Great. And then on the working interest, what's the variance in your working interest, the current well was about 7.5% average?

Michael L. Reger

Yes. I think throughout the field, we're going to see -- over time, we're going to see that 7% to -- call it 7% to 9%. It just depends on where the operators are at any given time and what opportunities we're seeing for new acquisitions. But you can count on Northern being pretty -- to be conservative, 7% to 8% over the long haul. And that'll vary between -- that'll vary over the -- quarter-by-quarter, but that's a very safe average going forward.
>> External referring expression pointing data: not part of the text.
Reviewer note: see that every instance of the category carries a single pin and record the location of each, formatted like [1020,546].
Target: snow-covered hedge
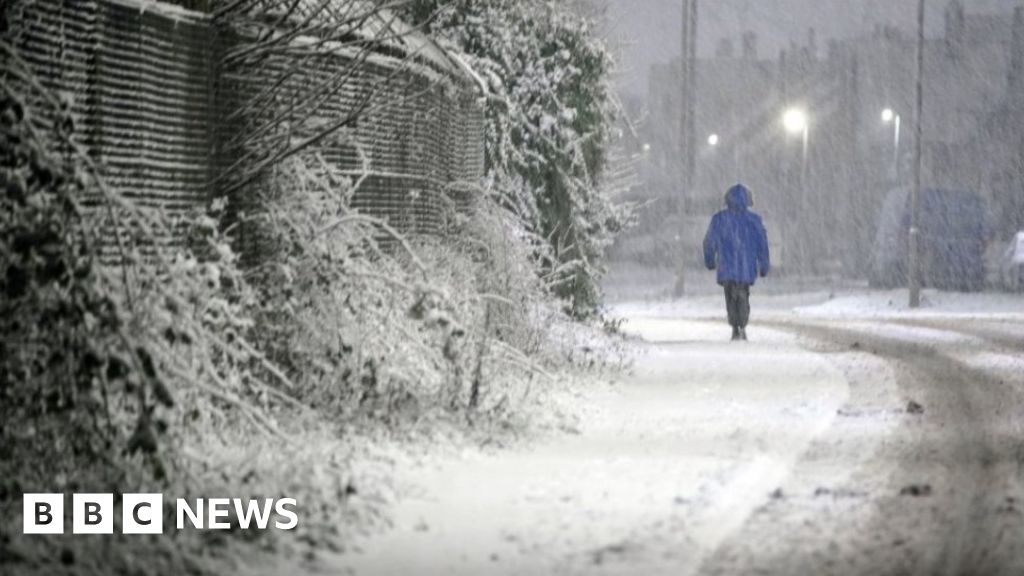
[549,114]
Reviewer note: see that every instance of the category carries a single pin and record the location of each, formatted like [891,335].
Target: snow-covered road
[794,453]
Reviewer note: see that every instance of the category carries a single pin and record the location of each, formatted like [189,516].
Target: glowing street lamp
[796,122]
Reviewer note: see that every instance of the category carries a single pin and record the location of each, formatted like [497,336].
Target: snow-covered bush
[549,114]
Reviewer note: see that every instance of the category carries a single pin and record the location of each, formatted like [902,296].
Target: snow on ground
[665,467]
[894,302]
[671,463]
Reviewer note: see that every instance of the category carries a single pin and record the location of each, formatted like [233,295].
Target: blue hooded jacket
[736,242]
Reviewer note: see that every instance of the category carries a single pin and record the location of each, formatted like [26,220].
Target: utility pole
[913,264]
[687,128]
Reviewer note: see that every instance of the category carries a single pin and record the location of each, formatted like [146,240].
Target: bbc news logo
[143,513]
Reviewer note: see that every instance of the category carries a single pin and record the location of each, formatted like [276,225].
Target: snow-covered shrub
[548,117]
[371,324]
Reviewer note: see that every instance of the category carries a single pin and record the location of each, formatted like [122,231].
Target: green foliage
[549,113]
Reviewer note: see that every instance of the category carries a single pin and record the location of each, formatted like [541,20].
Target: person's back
[736,245]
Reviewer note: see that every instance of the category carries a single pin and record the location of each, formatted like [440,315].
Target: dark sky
[647,31]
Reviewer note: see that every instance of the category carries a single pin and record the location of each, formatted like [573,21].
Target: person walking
[736,245]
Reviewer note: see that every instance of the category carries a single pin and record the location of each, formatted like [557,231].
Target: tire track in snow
[964,448]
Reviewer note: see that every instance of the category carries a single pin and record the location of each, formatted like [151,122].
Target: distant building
[974,107]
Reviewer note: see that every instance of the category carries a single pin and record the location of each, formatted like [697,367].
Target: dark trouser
[737,301]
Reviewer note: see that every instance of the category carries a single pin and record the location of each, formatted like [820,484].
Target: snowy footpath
[850,436]
[665,466]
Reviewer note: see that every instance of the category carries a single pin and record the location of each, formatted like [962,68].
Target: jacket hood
[738,198]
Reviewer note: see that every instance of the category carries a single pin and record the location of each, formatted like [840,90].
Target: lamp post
[797,122]
[890,117]
[913,253]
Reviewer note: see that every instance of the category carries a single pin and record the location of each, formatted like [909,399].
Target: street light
[797,122]
[890,117]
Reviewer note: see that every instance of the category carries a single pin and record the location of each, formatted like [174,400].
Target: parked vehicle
[953,235]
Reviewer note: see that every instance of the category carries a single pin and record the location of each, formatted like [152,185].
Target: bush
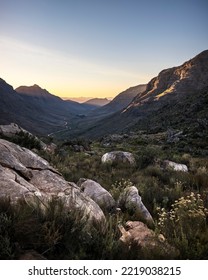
[185,226]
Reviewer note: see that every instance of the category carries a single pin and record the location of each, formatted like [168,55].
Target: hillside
[177,97]
[98,102]
[37,110]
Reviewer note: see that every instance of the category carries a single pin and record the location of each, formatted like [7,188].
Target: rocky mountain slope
[35,109]
[177,97]
[121,101]
[98,102]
And again, in -- Southern Mountrail County with Slawson where we're seeing some of our better wells and some of our lower drilling cost, that just happens to be some of higher working interest units.

K. Adam Leight - RBC Capital Markets, LLC, Research Division

Okay. And then lastly, you talked a little bit about water costs. Are you seeing from your operators any change in quantities being taken out by truck on the disposal side versus removing [indiscernible]

Michael L. Reger

No. I think the -- what we've seen, especially over the last year, maybe 1.5 years is that water disposal has become more of an efficient issue for us. It's -- where we were getting -- where we were seeing a lot of cost increase over the last, call it, 2 years was primarily up in the northern part of the play, kind of Divide County, Burke County, Northern Williams, that's where the water disposal costs were the highest. I think infrastructure has really started to improve up there. Generally, as you saw more of the mature parts of the play in Mountrail County, in McKenzie County, there's a lot of water disposal wells and water disposal infrastructure. And so there, we've seen lower costs. We started to see our LOE drop here this quarter. We think that might continue to drop based on additional water disposal infrastructure. But if you took the counties, take Burke and Divide out of the picture, our LOE would probably go down materially. So as we reduce our exposure to those areas, LOE is likely to go down.

Operator

And that does conclude the question-and-answer session. Mr. Reger, do you have any closing comments?

Michael L. Reger

No, April. Thanks for your participation in this call, everybody, and your interest in Northern. April will give you the replay information and we look forward to talking to you over the next few months during conference season, and we forward to sharing our results with you next quarter. Have a great day, everyone.

Operator

And that does conclude today's conference. Thank you, all, for your participation.